In October 2019, Mr. Palihapitiya, together with Mr. Osborne, founded Social Capital Hedosophia Holdings Corp. III (“IPOC”), a blank check company incorporated for the purposes of effecting a business combination. Mr. Palihapitiya served as the Chief Executive Officer and Chairman of the board of directors of IPOC. IPOC completed its initial public offering in April 2020, in which it sold 82,800,000 units, each consisting of one IPOC Class A ordinary share and one-third of one redeemable warrant for one IPOC Class A ordinary share, for an offering price of $10.00 per unit, generating aggregate proceeds of $828,000,000. In January 2021, IPOC consummated a merger with Clover Health Investments, Corp. (“Clover Health”), which operates next-generation Medicare Advantage plans. The Class A common stock of Clover Health, the post-business combination company, currently trades on The Nasdaq Global Select Market under the symbol “CLOV”.
In October 2019, Mr. Palihapitiya, together with Mr. Osborne, founded Social Capital Hedosophia Holdings Corp. II (“IPOB”), a blank check company incorporated for the purposes of effecting a business combination. Mr. Palihapitiya served as the Chief Executive Officer and Chairman of the board of directors of IPOB. IPOB completed its initial public offering in April 2020, in which it sold 41,400,000 units, each consisting of one IPOB Class A ordinary share and one-third of one redeemable warrant for one IPOB Class A ordinary share, for an offering price of $10.00 per unit, generating aggregate proceeds of $414,000,000. In December 2020, IPOB consummated a merger with Opendoor Labs Inc., a leading digital platform for residential real estate. The common stock of Opendoor Technologies Inc., the post-business combination company, currently trades on The Nasdaq Global Select Market under the symbol “OPEN”.

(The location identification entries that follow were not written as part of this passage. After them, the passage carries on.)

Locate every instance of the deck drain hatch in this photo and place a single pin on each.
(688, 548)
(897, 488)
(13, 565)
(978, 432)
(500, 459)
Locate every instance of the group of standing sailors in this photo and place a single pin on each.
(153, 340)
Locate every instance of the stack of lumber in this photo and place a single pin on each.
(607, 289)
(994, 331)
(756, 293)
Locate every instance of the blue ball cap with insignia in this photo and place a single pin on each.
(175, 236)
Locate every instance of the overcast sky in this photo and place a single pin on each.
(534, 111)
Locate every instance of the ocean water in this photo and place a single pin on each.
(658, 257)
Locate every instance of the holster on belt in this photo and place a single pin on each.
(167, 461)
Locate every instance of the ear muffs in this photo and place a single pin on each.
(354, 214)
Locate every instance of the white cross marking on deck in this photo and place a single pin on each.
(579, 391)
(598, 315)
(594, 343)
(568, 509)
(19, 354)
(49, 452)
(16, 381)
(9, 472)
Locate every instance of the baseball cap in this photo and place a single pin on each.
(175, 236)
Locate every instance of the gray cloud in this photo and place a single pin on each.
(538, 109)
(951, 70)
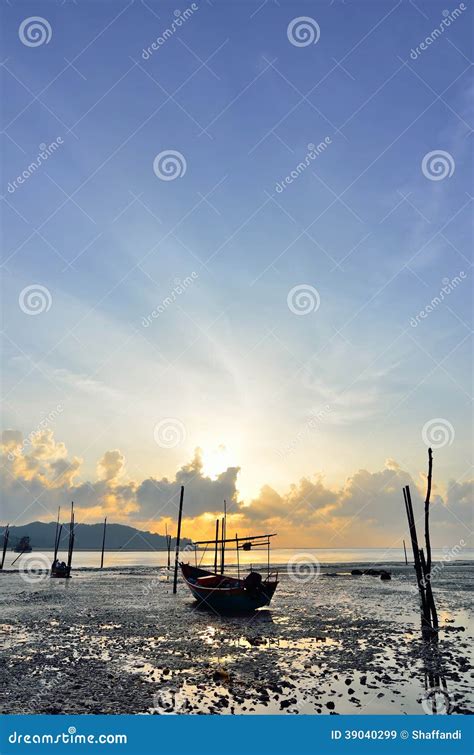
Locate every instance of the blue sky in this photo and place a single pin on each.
(239, 373)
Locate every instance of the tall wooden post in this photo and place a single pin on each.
(103, 545)
(56, 536)
(178, 538)
(6, 535)
(222, 544)
(217, 544)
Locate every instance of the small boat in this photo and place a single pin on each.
(23, 546)
(225, 594)
(61, 569)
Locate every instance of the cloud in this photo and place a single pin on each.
(203, 494)
(367, 510)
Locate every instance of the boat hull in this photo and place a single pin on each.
(231, 597)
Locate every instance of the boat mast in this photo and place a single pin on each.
(6, 535)
(71, 538)
(56, 538)
(178, 538)
(217, 542)
(103, 545)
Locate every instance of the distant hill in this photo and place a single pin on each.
(89, 537)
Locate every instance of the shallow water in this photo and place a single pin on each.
(118, 641)
(279, 556)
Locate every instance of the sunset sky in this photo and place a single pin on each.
(282, 344)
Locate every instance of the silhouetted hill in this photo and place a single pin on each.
(89, 537)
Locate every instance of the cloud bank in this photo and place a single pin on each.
(367, 510)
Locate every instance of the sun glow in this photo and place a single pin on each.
(217, 460)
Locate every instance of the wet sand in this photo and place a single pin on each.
(118, 641)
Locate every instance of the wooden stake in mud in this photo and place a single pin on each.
(416, 555)
(6, 535)
(217, 545)
(57, 535)
(178, 538)
(168, 545)
(103, 545)
(222, 545)
(71, 539)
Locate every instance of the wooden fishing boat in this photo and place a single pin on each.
(61, 569)
(227, 594)
(24, 546)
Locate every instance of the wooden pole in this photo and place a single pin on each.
(222, 545)
(178, 538)
(103, 545)
(56, 538)
(217, 542)
(71, 539)
(427, 511)
(6, 535)
(417, 559)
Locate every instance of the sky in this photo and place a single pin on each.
(237, 256)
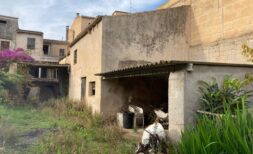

In May 2017, our founders, Chamath Palihapitiya, together with Ian Osborne, founded Social Capital Hedosophia Holdings Corp. (“IPOA”), a blank check company incorporated for the purposes of effecting a business combination. Mr. Palihapitiya served as the Chief Executive Officer and Chairman of the board of directors, Mr. Osborne served as President and as a director of IPOA. IPOA completed its initial public offering in September 2017, in which it sold 69,000,000 units, each consisting of one IPOA Class A ordinary share and one-third of one redeemable warrant for one IPOA Class A ordinary share, for an offering price of $10.00 per unit, generating aggregate proceeds of $690,000,000. In October 2019, IPOA consummated a merger with Virgin Galactic, a vertically-integrated aerospace company pioneering human spaceflight for private individuals and researchers. The common stock of Virgin Galactic Holdings, Inc, the post-business combination company, currently trades on the New York Stock Exchange under the symbol “SPCE”.